Приговор оправдательный. Ты оправдан.
Тут он испугался не меньше, чем я.
Девушка тоже меня покинула. Я продолжала свой путь. Меня ничуть не интересовали меха, мимо которых я шла, мейсенский фарфор, изделия прикладного искусства. Но неожиданно для себя я вошла в винный магазин и втиснулась в толпу покупателей. Подобно остальным, я тоже решила не пожалеть труда и денег, чтобы добыть
С чувством облегчения выпита я из магазина, еще раз пересекла Фридрихштрассе и отыскала себе в «Линденкорсо» местечко у окна. Заказала кофе мокко и кусок фруктового торта. Я очень устала, и во мне зашевелилось сомнение, действительно ли меня кто-то сюда зазвал. Закралась ужасная мысль: а не ошибка ли это, не заблуждение ли, самое грубое и нелепое?

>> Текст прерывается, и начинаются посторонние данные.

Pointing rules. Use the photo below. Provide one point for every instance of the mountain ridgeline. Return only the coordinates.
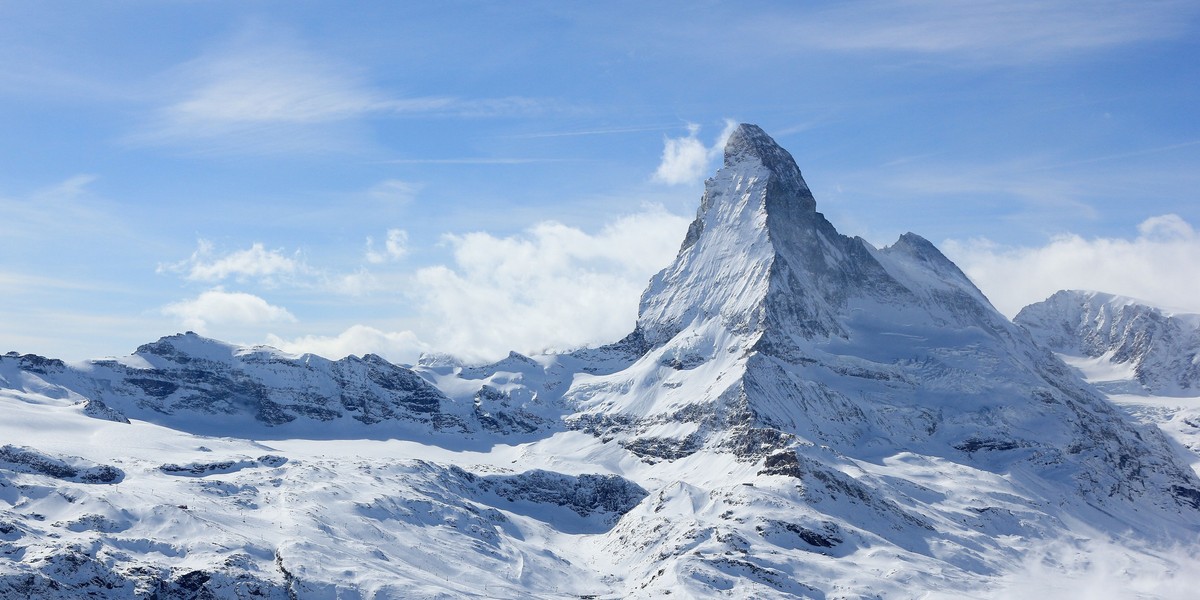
(793, 409)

Неужели я неверно истолковала некий зов? «Настал день», но для чего? И для кого?
Теперь я страстно желала проснуться, но это было не в моей власти. За моим столиком мучительно нудно болтали две женщины, одна, с всклокоченными волосами, невероятно нервозная и тощая, громко проклинала своего бывшего шефа, который довел ее — «меня, дуру безмозглую», то и дело повторяла она — до этого состояния, в то время как другая, молодая, здоровая, хитрая и самонадеянная, отвечала ей лишь короткими возгласами, призывая успокоиться, но ее быстрый взгляд скользил по сторонам.
Мне тоже было противно выслушивать подробное описание этого чудовища шефа, который, по словам тощей женщины, два с половиной года пил из нее кровь, — «да, кровь пил!» — более подходящего выражения она не находила. Молодая положила ладонь на руку тощей, приговаривая сочувственно и рассеянно: ну, ну, не преувеличивайте!
Тогда тощая принялась причитать: никто не может себе представить, что это такое — оптовая закупка товаров на валюту. Все это валютное хозяйство. А рекламации! Каждую спустившуюся петлю на дамском чулке он буквально швырял мне в лицо! Тут надо иметь лошадиную голову. Ну, я у него сразу отбила охоту, сказала молодая. Быстренько заставила его взять мне помощницу! Тощая прямо оторопела. Потом сказала устало: да, вначале все идет как по маслу. В него даже влюбиться можно. Красивый мужчина, неизменно в темных очках, с жемчужной булавкой в галстуке, неизменно вежливый, но в один прекрасный день… Подвоха не миновать. Ну, я вас предупредила. Через полгода любая сбежит. Любая!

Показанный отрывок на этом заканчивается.